Snakefile

################################################################################
# Config file and variable declaration.
################################################################################
configfile: "config.yaml"

SAMPLES, = glob_wildcards("data/{sample}_1.fastq.gz")
PATH_DB=config['path_DB']
PATH_ANNOT=config['path_annot']
PATH_RESF=config['path_resf']
SEQ_LEN=config['seq_len']

#create adaptersfile? fastqc?

################################################################################
# Rule "all" executes the entire pipeline when no argument is given.
################################################################################

rule all:
    input:
        expand("10_annotation/{sample}/{sample}_summary_AMR.tsv", sample=SAMPLES),
        expand("06_checkm_result/{sample}/qa_result_checkm.tsv", sample=SAMPLES),
        "01_fastqc/multiqc_report.html"

################################################################################
# 
# Rules to execute the pipeline:
#
################################################################################

################################################################################        
# 1) Run FastQC
################################################################################
rule fastQC:
    input:
        A="data/{sample}_1.fastq.gz",
        B="data/{sample}_2.fastq.gz"
    output:
        "01_fastqc/{sample}_1_fastqc.zip"
    params:
        dir="01_fastqc"
    threads: 4
    shell:
        "fastqc -t {threads} -o {params.dir} {input}"
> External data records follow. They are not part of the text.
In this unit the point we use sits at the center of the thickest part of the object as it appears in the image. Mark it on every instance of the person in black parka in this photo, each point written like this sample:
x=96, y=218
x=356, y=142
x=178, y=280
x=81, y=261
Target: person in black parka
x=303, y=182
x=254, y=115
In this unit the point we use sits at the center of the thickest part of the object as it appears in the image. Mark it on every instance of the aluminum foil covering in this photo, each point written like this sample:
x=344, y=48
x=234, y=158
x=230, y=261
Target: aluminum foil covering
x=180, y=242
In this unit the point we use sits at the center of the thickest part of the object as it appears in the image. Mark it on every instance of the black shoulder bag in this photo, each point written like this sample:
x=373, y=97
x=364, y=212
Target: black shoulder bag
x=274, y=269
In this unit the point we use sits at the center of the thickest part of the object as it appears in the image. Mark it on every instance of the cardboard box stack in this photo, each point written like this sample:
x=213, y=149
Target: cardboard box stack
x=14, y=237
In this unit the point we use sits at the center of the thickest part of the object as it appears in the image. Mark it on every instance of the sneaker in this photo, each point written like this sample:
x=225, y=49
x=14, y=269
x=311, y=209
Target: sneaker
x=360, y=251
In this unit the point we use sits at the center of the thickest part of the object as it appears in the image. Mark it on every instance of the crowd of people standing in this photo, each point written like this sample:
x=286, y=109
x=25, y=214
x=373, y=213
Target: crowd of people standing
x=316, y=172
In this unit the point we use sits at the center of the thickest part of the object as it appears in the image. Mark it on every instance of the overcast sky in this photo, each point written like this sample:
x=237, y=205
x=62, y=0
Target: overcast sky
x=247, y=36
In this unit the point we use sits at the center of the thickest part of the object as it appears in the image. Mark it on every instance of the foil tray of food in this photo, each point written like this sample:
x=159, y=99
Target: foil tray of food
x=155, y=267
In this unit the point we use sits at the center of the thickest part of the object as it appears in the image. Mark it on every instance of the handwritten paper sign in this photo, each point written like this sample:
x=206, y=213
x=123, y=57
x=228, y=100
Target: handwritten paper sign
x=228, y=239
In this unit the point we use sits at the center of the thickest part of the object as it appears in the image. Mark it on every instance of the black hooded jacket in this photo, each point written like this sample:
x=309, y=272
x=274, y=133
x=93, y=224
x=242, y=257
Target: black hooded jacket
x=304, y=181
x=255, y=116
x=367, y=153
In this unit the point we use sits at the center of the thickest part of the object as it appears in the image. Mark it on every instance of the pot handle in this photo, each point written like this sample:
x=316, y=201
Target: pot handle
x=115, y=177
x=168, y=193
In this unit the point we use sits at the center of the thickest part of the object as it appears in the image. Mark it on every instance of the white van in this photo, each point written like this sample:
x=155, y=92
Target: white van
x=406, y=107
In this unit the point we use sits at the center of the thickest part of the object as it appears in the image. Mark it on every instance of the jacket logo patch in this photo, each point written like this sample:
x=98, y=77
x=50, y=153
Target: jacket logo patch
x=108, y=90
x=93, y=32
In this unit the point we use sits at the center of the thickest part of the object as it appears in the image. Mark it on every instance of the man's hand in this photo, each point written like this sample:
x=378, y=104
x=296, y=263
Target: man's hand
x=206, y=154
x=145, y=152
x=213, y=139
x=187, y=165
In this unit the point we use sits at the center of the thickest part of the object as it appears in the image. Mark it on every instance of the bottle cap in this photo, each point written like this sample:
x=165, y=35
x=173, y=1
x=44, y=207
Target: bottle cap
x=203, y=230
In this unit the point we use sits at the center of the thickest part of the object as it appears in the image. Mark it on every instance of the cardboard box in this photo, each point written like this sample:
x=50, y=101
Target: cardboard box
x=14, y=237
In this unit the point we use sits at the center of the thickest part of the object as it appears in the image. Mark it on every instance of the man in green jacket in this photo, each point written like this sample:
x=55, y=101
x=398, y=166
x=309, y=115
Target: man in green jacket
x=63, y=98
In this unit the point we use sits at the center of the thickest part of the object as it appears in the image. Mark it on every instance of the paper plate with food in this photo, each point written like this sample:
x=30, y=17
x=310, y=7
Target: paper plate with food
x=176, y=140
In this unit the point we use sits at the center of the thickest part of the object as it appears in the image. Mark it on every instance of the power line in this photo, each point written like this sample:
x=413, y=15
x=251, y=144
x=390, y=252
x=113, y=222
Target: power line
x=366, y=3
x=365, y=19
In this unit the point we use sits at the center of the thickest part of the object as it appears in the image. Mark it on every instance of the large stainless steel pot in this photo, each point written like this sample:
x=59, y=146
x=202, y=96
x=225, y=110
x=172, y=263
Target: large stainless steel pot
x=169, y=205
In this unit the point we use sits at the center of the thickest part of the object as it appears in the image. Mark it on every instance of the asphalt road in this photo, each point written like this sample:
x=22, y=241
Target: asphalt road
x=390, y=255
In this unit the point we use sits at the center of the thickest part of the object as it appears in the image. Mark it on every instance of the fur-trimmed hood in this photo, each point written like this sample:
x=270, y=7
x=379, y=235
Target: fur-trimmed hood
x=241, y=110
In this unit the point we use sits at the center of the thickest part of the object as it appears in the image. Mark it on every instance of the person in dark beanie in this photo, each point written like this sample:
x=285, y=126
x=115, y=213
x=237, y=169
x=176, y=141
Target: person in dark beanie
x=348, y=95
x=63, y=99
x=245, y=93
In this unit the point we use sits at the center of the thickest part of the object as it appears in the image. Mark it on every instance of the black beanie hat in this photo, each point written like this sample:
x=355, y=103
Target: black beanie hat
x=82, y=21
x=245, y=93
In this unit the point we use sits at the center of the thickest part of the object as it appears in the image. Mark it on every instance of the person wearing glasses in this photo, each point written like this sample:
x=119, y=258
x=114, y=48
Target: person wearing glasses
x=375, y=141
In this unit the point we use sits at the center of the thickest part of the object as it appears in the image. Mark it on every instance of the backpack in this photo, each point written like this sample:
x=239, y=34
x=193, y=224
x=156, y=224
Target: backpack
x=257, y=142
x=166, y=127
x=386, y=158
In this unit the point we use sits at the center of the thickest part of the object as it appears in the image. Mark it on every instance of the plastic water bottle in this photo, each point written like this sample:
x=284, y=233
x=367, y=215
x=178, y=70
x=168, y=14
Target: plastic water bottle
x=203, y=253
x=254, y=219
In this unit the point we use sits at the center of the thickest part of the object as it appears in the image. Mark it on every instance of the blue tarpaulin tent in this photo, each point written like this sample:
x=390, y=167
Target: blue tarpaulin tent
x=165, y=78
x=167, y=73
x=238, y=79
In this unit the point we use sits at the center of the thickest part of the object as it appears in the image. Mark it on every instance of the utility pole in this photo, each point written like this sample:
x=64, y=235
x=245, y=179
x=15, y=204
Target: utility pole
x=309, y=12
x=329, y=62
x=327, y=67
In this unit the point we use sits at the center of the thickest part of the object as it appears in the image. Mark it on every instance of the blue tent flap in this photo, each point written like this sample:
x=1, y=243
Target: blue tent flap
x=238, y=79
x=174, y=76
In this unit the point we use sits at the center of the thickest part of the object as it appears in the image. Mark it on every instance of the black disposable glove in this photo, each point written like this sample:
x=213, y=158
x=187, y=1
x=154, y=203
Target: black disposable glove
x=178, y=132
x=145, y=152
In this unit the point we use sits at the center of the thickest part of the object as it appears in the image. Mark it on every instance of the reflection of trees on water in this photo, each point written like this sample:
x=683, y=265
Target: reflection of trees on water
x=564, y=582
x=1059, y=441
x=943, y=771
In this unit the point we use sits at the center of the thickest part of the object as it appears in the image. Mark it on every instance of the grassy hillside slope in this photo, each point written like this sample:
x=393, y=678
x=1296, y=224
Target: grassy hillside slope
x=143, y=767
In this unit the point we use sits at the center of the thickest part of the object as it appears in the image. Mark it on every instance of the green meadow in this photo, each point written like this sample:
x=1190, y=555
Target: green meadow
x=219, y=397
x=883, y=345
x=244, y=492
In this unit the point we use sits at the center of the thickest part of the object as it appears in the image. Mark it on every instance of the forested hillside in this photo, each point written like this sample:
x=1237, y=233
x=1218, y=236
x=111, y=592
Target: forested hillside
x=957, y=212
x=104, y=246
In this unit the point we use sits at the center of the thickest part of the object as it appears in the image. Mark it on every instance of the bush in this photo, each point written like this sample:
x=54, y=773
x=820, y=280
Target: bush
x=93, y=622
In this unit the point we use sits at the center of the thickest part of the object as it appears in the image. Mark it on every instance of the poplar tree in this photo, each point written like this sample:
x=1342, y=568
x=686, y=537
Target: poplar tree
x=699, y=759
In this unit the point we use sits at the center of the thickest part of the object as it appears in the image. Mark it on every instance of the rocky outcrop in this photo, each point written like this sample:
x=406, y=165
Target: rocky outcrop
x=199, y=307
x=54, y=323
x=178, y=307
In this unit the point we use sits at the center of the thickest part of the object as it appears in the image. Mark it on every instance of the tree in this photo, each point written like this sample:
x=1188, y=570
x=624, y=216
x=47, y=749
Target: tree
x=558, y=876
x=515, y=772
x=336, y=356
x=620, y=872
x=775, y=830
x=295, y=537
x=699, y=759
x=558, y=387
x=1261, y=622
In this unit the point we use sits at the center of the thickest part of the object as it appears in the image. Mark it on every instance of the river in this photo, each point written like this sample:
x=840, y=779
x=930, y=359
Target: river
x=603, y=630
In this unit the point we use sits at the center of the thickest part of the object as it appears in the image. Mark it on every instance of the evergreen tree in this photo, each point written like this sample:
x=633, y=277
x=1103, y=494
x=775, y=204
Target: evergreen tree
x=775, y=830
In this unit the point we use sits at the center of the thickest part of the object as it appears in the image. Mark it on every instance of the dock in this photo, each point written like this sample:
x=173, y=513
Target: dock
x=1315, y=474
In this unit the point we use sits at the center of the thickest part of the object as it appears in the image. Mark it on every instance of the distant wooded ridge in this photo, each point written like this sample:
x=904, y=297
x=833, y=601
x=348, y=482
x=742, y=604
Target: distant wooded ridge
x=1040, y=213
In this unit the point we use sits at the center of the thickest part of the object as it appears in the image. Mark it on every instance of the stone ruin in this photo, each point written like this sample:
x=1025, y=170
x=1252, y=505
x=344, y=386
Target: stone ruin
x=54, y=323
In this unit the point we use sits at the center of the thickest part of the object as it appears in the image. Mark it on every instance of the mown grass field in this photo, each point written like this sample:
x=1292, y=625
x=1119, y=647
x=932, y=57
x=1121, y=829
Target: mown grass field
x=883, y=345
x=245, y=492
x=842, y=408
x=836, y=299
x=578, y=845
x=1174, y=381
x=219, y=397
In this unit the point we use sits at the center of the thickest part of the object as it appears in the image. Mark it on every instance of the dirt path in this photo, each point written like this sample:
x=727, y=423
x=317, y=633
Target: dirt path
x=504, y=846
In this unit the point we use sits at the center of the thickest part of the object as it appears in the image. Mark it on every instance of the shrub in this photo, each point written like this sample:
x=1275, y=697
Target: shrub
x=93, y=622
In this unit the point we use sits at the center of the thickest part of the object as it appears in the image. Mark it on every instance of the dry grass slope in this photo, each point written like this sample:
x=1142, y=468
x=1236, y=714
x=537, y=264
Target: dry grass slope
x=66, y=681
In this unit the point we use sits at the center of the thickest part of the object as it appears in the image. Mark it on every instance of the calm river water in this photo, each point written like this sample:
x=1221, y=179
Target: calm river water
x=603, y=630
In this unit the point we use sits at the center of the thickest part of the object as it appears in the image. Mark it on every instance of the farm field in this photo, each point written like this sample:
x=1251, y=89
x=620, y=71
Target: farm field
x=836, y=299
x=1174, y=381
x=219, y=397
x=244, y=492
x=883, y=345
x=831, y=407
################################################################################        
# 2) MultiQC to summarize fastQC
################################################################################
rule multiQC:
    input:
        expand("01_fastqc/{sample}_1_fastqc.zip", sample=SAMPLES)
    output:
        "01_fastqc/multiqc_report.html"
    params:
        dir="01_fastqc/"
    shell:
        "multiqc {params.dir} -o {params.dir}"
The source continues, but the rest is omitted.